Sincerely, Plagued By Gay
Dear Plagued, there is very little that you can do. So just sit back and observe your gay life unfold in the following, inevitable way: You will manufacture a love of performance poetry and will perform your terrible poems – “Right On! (For That Fat Guy That Went Around With Frida Kahlo)” and “O, That Was Really Interesting” among them – at various spoken-word slams. You will work at CIBC. You will date and date and date and date until your first-date patter becomes so basic to your daily conversation that you start asking your mum if she’s cut or uncut. Love will elude you. You will age and become unnecessarily rude to waiters. Then you will die during routine plastic surgery. Come to the cabaret, new chum!
Dear Greg, I used to weigh more than 400 pounds. I found it very difficult to move, and I was often mistaken for a washing machine. So I lost 300 pounds. Then Princess Diana died and in my grief, I gained 100 pounds. Then I went to Woody’s, and one of the bartenders told me that I’d be almost not-hideous if I lost a lot of weight. Buoyed by this chance at romance, I quickly lost 150 pounds.

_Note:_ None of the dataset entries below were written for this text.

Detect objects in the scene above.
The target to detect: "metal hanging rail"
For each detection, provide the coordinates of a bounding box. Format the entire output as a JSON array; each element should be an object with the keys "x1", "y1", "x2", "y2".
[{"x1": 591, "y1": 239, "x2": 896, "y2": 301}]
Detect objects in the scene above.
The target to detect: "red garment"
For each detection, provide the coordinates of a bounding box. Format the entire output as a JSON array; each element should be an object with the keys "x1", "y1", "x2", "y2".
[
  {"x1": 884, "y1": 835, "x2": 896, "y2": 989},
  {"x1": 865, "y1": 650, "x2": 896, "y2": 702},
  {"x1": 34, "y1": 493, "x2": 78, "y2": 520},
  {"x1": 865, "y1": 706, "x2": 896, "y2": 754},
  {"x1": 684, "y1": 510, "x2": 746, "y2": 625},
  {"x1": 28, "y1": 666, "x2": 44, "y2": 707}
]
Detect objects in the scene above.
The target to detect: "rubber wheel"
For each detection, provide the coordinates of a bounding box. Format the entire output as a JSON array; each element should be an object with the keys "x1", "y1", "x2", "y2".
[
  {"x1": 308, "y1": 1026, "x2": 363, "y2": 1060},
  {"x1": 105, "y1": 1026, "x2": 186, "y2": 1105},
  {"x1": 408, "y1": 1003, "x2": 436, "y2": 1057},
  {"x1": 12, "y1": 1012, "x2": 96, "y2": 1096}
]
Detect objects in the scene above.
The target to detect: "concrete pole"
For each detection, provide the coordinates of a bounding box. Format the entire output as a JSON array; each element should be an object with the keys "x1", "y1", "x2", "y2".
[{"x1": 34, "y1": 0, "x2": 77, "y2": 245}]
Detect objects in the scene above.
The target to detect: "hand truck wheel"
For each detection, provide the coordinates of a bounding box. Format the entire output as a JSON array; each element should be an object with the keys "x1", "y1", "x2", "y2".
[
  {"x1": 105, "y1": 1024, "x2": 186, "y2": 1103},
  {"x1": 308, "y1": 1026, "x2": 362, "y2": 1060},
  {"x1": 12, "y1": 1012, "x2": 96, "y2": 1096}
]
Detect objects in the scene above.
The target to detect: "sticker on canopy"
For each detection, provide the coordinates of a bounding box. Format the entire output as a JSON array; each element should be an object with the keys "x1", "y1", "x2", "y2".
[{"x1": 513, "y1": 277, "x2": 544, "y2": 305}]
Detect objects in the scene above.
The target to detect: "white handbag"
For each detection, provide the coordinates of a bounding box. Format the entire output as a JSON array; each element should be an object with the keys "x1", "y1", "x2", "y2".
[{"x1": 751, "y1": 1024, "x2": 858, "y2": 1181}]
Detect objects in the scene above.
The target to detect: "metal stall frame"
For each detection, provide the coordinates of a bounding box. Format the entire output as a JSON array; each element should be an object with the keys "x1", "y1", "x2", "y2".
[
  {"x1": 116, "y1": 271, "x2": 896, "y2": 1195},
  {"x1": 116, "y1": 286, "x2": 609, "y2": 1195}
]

I didn’t feel well, so I went to my doctor, but he reassured me that, at 50 pounds, I was just being negative. I don’t know who to believe. What should I do?
Sincerely, Thin But Thick
Dear Thin, keep up the great holistic work! Also, maybe try getting into meth. All the best.
Dear Greg, I am the victim of sexual harassment in the workplace. I work in a call centre; people call in and we listen to them talk about how they feel about their carpets. Quite often, I’ll be in the middle of a call and will suddenly discover that my supervisor’s penis is deep inside my ass, while I yell out, “Wow! Please don’t ever stop fucking me!” I’ve never felt more violated and angry, and my customers are starting to notice that something’s not right. What do I do?
Sincerely, Minimum Wage, Maximum Rage
Dear Minimum, I’ve always, always been an avid proponent of workplace sex. Of sex that occurs in the midst of any professional relationship, really. Boss/underling. Doctor/patient. Homecare nurse/Estelle Getty. Why not? What a piquant way to enliven a stilted situation! When in doubt, have sex. It’s like my grandpa used to say: “Diddle that part between the arse and the wang. It makes me feel dreamy!”
Dear Greg, Everyone I know is adopting children: Trevor and Bucky, Glynda and Lineah Camprosensea-Vugchialanou-000#00;;eln. Now I want to adopt one, too. Or do I? My partner and I conduct a strict dom/sub relationship, and we never step out of character. I make him sleep in one of those crates that you catch lobsters with. And if I’m really being honest with myself, I don’t like babies or children, or anyone who isn’t well-versed in the work of Willa Cather. Should we adopt?
Sincerely, Boyz In The (Father) Hood
Dear Boyz, I’ve been where you are. You find the notion of parenthood vaguely appealing but ultimately incongruous with your rarefied aesthetic and razor’s edge, erotic lifestyle. After Stevie Nicks had her seventh abortion and her uterus fell out onstage at Madison Square Gardens during “Landslide,” she took to tearfully toting around a Cabbage Patch Kid. I do a variation of the same thing, treating an inanimate object like a baby, and it fills me with the thrill of paternity, minus the grating cooing and laughter. Which brings me to my next letter.
Dear Greg, Why do I sometimes see you on Church St talking to a ratty blue rag?
Dear Anonymous, fuck off! How dare you talk about my baby-blanket in that way! You are so gross and played-out!
That’s enough compassion for this month.